The degree of revascularization of transplanted islets remains an important question. Numerous, experimental studies demonstrate that islets transplanted do not reach same level of vascularization as naive islets, and assessments of oxygen tension show pO2 of 10 or less with the graft.32 In vitro islet hypoxia rapidly causes loss of active insulin secretion, that is, a decrease in pO2 to 10 mm Hg results in loss of 90% of glucose-induced insulin secretion.33 Again, the contradiction of a normal response to a glucose challenge reported in experimental islet transplantation34 and the severe impairment of glucose stimulated insulin release imposed by hypoxia and can likely be explained by the dominant role of glucose effectiveness in the rodent models. Little data exist on the degree of revascularization after clinical islet transplantation. Still, the few studies that do exist show a considerable revascularization of the transplanted islets.35 Also, insulin secretion is promptly induced during an IVGTT performed on a person with a well-functional islet transplant.36
In conclusion, functional assessments of transplanted β cells remain challenging, and the predominant effect of glucose effectiveness in rodents is commonly overlooked.

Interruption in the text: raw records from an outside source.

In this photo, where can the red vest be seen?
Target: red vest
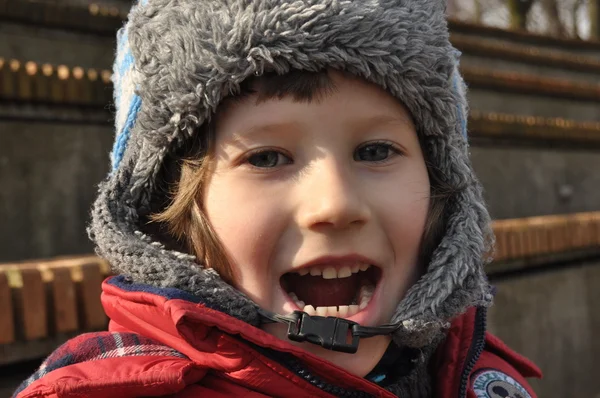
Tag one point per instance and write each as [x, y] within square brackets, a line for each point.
[162, 345]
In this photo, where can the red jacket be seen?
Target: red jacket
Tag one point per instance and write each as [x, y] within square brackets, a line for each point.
[160, 342]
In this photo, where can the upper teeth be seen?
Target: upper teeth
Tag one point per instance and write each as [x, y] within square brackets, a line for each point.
[332, 273]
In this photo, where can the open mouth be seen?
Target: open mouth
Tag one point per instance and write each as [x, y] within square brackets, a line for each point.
[332, 291]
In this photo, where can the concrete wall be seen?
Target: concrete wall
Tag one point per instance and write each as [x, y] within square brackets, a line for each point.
[48, 174]
[526, 181]
[553, 317]
[43, 45]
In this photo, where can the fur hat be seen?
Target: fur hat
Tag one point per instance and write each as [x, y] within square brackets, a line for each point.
[176, 61]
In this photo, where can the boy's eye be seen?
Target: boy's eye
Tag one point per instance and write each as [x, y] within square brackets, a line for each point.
[375, 152]
[267, 159]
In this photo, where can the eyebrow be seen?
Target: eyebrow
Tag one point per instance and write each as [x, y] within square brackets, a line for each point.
[257, 129]
[364, 123]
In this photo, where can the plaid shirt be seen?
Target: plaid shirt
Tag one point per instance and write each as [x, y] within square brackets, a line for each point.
[96, 346]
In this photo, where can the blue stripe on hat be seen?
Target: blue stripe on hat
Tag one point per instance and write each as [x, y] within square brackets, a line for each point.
[460, 111]
[123, 137]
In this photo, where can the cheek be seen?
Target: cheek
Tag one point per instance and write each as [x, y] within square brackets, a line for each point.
[406, 207]
[246, 223]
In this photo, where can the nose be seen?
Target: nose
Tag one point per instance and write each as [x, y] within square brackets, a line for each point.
[331, 196]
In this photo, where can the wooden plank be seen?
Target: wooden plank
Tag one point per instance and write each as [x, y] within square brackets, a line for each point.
[89, 290]
[64, 298]
[7, 322]
[32, 297]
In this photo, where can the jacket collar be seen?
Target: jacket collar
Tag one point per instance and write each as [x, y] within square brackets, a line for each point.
[206, 336]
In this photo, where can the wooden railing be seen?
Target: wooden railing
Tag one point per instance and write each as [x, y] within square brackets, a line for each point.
[33, 83]
[526, 83]
[545, 235]
[541, 130]
[42, 299]
[529, 54]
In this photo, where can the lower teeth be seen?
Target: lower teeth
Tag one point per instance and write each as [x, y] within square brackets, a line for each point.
[343, 311]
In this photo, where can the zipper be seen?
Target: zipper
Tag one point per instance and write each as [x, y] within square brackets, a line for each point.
[294, 365]
[475, 350]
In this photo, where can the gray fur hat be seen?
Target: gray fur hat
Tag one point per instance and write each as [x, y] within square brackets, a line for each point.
[176, 61]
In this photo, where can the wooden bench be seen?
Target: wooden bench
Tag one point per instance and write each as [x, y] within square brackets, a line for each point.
[43, 303]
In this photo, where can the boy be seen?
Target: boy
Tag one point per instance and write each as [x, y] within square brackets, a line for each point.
[291, 212]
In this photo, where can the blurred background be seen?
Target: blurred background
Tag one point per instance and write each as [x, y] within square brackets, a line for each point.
[533, 71]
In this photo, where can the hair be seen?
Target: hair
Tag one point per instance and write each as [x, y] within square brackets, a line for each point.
[184, 218]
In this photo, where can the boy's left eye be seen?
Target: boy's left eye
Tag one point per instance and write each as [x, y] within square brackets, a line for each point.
[268, 159]
[375, 152]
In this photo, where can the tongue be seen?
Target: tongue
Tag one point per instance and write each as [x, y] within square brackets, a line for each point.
[319, 292]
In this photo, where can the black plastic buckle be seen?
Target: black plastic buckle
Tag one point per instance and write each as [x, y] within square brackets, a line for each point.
[328, 332]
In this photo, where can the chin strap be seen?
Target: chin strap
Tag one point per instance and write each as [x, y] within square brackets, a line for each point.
[333, 333]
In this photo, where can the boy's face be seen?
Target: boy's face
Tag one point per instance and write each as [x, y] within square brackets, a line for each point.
[321, 206]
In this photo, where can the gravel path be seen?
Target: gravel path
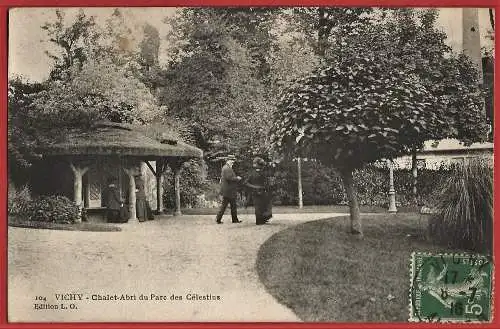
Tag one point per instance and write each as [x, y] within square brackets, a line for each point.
[181, 256]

Based on the results presented herein, normalization of glucose disposal during an IVGTT should not be interpreted as evidence for active glucose-stimulated insulin release unless substantiated by insulin or c peptide measurements in immediate conjunction with glucose administration. In light of the here present results, it seems important to reassess conclusions based on these experimental studies before translation into clinical trials are considered.
The authors thank Karin Fonnaland for excellent technical assistance.